Identifying when, why and how to analyze and learn from deaths in healthcare settings

    Publication year: 2015

    Each year more than 1,000 children and youth (0-19 years of age) die in Ontario.(1) The Office of the Chief Coroner has consistently investigated between 43-49% of these deaths each year,(1) and many of these investigations offer opportunities to learn from the circumstances of the death, although the extent to which these deaths are the result of modifiable factors (i.e. preventable) is currently unknown.
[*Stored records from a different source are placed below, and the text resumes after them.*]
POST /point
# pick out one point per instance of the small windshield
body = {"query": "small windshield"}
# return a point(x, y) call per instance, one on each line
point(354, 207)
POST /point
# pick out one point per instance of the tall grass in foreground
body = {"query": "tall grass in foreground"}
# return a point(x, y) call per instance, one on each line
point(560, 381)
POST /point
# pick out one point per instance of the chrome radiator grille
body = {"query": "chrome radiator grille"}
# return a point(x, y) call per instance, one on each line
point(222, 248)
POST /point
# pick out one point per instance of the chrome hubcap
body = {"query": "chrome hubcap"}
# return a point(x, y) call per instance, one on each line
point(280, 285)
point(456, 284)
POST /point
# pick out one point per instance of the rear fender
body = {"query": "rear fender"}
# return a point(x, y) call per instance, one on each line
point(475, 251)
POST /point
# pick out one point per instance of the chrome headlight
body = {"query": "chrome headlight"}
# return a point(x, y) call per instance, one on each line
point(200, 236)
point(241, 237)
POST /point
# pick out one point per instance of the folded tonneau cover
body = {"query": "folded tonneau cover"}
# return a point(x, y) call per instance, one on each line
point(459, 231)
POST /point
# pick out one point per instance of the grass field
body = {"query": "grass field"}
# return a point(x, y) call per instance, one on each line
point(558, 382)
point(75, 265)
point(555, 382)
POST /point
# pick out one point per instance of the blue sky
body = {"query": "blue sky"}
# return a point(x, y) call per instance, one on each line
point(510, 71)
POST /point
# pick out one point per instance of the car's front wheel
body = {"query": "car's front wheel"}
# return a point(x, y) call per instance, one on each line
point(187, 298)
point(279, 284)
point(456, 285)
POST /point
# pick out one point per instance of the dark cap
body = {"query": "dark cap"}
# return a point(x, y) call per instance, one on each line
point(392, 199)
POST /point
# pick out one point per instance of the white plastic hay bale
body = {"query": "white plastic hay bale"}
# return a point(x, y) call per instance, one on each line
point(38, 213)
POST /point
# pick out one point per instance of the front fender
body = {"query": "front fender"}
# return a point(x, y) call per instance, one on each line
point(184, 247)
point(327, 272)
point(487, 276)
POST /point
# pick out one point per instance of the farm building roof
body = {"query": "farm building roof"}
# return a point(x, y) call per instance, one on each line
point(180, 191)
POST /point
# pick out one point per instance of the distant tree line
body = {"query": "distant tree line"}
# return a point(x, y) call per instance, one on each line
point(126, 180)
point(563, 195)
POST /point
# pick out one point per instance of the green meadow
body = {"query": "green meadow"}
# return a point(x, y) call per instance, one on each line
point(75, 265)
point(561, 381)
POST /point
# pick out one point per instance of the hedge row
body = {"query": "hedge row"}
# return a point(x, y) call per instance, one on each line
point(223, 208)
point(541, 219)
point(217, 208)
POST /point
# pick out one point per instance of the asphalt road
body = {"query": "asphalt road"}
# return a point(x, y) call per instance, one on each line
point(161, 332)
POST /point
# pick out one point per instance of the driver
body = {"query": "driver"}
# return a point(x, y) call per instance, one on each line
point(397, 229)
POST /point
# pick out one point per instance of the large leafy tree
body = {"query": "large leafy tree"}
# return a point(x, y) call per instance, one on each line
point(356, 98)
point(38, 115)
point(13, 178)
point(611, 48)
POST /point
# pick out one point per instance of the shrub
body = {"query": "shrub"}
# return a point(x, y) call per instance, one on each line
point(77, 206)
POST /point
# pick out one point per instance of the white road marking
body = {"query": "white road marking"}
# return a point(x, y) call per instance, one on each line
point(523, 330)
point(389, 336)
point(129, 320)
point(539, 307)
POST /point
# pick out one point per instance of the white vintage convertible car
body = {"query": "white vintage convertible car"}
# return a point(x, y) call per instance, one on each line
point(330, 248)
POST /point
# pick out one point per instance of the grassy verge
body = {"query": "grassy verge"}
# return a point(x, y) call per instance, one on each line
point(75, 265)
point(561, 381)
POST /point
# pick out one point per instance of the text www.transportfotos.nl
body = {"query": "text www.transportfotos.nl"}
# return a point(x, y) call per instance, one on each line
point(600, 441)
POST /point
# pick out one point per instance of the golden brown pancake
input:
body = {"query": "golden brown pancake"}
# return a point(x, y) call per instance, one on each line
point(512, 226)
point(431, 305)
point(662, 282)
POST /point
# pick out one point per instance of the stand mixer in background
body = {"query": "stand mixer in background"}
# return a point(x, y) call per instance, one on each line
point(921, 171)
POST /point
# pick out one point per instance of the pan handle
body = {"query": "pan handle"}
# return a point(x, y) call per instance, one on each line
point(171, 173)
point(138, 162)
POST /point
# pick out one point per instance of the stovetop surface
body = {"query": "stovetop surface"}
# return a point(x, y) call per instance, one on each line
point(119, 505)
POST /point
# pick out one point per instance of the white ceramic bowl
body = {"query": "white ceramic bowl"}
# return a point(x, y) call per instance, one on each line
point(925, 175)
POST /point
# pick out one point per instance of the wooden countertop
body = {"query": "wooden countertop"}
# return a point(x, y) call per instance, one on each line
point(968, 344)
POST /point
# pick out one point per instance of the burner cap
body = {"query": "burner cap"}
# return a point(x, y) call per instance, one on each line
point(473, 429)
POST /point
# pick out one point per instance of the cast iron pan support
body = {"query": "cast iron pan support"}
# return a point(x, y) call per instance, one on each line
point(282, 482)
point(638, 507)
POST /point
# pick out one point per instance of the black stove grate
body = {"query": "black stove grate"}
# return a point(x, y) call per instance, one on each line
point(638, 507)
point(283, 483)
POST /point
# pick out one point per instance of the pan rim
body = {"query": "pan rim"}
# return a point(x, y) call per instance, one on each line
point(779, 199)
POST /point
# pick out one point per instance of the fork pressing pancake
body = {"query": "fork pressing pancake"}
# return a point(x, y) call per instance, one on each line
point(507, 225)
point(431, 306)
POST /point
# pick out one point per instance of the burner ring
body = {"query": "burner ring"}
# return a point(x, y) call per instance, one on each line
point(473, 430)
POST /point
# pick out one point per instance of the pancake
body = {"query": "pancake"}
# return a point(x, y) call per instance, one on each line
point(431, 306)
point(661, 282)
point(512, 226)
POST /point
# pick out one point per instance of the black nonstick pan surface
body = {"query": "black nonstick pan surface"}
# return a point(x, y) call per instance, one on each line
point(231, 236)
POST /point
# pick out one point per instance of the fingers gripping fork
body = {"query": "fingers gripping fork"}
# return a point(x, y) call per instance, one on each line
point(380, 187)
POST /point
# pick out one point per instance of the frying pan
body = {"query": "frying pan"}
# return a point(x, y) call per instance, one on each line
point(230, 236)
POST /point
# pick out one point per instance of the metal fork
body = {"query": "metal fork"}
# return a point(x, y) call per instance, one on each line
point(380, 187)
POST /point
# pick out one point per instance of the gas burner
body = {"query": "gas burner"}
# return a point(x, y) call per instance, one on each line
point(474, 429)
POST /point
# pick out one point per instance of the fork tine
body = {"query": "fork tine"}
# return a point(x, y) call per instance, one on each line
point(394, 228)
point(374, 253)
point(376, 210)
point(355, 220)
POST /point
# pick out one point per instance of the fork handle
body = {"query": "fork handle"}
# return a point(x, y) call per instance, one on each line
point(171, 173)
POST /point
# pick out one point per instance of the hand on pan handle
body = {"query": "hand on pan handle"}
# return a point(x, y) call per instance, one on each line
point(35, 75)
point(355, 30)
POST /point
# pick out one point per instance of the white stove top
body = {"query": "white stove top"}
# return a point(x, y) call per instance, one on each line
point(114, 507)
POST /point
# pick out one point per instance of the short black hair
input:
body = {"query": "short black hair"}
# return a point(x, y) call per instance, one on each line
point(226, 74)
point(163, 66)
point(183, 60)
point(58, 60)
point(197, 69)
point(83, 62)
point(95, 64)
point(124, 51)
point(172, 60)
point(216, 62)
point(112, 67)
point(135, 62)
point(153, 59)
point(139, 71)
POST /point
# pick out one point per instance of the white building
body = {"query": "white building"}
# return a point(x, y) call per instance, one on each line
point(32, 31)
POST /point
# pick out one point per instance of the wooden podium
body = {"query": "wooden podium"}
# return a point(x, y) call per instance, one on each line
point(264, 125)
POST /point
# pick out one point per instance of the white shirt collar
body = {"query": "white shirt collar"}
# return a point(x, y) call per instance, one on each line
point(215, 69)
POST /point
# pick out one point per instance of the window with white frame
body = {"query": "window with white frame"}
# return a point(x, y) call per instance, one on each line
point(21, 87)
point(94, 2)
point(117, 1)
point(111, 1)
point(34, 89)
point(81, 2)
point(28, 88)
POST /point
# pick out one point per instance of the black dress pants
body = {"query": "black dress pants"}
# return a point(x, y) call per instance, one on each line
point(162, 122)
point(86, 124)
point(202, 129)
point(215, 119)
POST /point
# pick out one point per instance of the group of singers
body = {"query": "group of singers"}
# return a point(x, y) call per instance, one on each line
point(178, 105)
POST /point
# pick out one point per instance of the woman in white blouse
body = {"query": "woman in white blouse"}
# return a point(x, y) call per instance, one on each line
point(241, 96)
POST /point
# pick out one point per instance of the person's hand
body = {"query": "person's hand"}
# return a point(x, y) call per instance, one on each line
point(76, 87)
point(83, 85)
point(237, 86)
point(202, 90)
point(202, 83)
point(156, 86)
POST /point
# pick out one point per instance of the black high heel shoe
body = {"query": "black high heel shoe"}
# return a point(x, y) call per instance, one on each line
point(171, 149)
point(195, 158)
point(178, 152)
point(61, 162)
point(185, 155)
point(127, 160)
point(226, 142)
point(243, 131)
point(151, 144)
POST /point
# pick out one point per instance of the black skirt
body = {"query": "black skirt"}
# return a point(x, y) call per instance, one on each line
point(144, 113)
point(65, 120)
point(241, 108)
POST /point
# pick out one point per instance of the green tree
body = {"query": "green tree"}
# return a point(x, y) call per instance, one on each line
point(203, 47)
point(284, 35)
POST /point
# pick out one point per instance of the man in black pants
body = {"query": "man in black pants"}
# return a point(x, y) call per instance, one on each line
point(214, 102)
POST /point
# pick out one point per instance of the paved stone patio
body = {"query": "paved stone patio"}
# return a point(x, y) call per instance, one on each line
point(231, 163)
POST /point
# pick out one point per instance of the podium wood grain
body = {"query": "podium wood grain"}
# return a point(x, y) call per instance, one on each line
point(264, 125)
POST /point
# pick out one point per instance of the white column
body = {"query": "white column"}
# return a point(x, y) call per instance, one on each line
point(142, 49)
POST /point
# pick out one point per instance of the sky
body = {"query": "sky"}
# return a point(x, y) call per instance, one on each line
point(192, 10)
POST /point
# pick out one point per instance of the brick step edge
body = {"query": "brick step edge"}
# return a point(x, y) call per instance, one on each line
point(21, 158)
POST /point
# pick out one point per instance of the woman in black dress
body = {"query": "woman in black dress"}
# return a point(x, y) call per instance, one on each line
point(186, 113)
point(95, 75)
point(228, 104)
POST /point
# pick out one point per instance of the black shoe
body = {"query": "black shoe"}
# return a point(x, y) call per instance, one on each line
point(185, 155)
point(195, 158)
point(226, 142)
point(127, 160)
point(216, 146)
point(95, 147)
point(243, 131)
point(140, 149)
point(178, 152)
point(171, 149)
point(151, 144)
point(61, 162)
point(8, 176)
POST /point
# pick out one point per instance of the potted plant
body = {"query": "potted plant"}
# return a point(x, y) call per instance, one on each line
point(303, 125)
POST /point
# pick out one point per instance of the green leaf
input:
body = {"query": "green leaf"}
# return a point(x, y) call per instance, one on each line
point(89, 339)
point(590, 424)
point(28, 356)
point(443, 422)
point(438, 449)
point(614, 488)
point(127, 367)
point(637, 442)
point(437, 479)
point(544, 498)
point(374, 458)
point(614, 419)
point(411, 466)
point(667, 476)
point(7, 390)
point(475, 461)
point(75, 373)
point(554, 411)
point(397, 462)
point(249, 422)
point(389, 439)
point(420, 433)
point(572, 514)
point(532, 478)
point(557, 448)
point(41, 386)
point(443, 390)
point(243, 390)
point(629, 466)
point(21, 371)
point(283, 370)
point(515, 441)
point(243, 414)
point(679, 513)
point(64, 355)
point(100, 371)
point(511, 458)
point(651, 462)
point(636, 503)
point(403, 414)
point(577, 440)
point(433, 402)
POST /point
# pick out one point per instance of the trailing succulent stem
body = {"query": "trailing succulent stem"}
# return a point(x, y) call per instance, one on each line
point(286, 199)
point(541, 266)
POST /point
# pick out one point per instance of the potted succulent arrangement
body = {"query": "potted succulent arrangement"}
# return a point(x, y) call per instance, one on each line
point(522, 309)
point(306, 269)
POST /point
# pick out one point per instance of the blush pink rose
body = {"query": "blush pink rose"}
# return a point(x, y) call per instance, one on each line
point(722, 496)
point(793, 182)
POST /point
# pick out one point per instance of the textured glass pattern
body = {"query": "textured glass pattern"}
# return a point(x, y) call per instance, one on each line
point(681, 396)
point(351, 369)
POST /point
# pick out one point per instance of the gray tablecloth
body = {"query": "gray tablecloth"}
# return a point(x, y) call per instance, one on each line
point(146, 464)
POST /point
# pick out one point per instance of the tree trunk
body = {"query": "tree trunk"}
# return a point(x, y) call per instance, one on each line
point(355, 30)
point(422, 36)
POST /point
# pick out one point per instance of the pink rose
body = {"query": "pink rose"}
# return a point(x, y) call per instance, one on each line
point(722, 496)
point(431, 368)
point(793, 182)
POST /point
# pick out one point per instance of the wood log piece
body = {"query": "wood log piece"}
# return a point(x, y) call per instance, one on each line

The Office of the Chief Coroner of Ontario (OCC), which requested this rapid synthesis, has significant experience in undertaking death reviews – approximately 15% of the deaths of children and youth in Ontario are subject to review by an expert death committee of the OCC, in addition to adult deaths which are also reviewed in certain circumstances. The OCC is evaluating the current approach to reviewing the deaths of children and youth, with the objective of providing high quality death reviews to promote and advance death prevention. The OCC is interested in the experiences of the healthcare system, including hospitals, to inform an approach to analyzing and learning from these deaths. Specifically, the OCC was interested in the circumstances under which hospitals and other care providers conduct reviews of deaths, the criteria used for selection of occurrences, the objectives of reviews, the process undertaken, and the ways in which data, information and recommendations are collected and used.